Aloysio argumentava que o mecanismo não é um novo recurso judicial,
mas apenas uma técnica de julgamento que traria mais segurança jurídica
em decisões não unânimes, por pequena diferença. A seu ver, não há
atraso no processo, pois não é preciso indicar novo relator ou novas
contrarrazões. Por fim, convenceu Vital ao lembrar que o mecanismo ainda
pode ser vetado pela presidente da República.
— Se fecharmos a porta [ao mecanismo], está feito; mas no exame de eventual veto ainda poderemos reexaminar a questão — apelou.
Clima tenso
Ao transferir a votação dos destaques para esta quarta-feira, os
senadores queriam ganhar tempo para construir acordo para a votação
consensual do máximo de pontos pendentes. Mas isso não aconteceu. Quando
a sessão foi aberta pelo presidente do Senado, Renan Calheiros, tudo
indicava que a votação seria complicada. Alguns senadores chegaram a
admitir que, naquela situação, os pontos mais controversos ficariam para
2015. Porém, prevaleceu a vontade de concluir a votação, para que a
aguardada matéria fosse logo à sanção.
Para facilitar o andamento dos trabalhos, dois senadores retiraram
seus destaques. Eunício Oliveira (PMDB-CE) abriu mão da tentativa de
restaurar uma modificação feita deputados, para impedir os juízes de
determinar bloqueio de dinheiro em contas ou aplicação financeira, como
medida de urgência, antes da sentença, para maior garantia de
cumprimento de obrigações devidas.
A chamada penhora on-line, que leva esse nome porque os juízes podem
usar sistema de integração bancária para agilizar o procedimento, já é
amparada pelo código vigente e estava no projeto aprovado pelo Senado.
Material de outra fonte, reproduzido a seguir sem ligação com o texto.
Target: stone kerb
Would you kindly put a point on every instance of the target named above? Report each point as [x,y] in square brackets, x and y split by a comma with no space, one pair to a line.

Durante a tramitação na Câmara, os deputados suprimiram essa medida da
competência dos juízes, sob a alegação de que havia abuso na sua
aplicação. Na comissão temporária, no entanto, Vital restaurou a penhora
on-line no texto.
Separação
Lídice da Mata (PSB-BA) também retirou destaque que buscava eliminar
de todo o texto referências à “separação” como forma de dissolução da
sociedade conjugal. Ela entende que essa alternativa teria sido abolida
pela
Emenda Constitucional 66/2010,
que permitiu o divórcio imediato. Na sessão, revelou que foi convencida
por Vital de que a separação deixou de ser uma etapa obrigatória antes
do divórcio, mas ainda pode ser uma opção para os casais, inclusive com
previsão no Código Civil.
Outro destaque aprovado eliminou a possibilidade de um juiz
determinar intervenção nas empresas, entre as alternativas para garantir
o resultado de uma sentença. Pela redação da Câmara, essa medida só
deveria ser adotada se não houvesse outra mais eficaz para o resultado
pretendido.
Os senadores também mantiveram a redação completa da Câmara para
dispositivo que trata do impedimento à atuação de juiz quando qualquer
das partes for representada por escritório de advocacia do cônjuge ou
companheiro do magistrado, ou ainda parente consanguíneo ou afim, até
terceiro grau.
Randolfe Rodrigues (PSOL-AP) apelou para que fosse restaurado um
trecho adicional, retirado pela comissão temporária, que pode ajudar a
acabar com “jeitinhos” que permitem aos parentes “terceirizar” a causa
para escritórios de sua escolha. Segundo ele, essa medida já foi
regulamentada por resolução do Conselho Nacional de Justiça (CNJ).
— Esse é o caminho e não temos como flexibilizar em relação a essa regra republicana — disse Randolfe.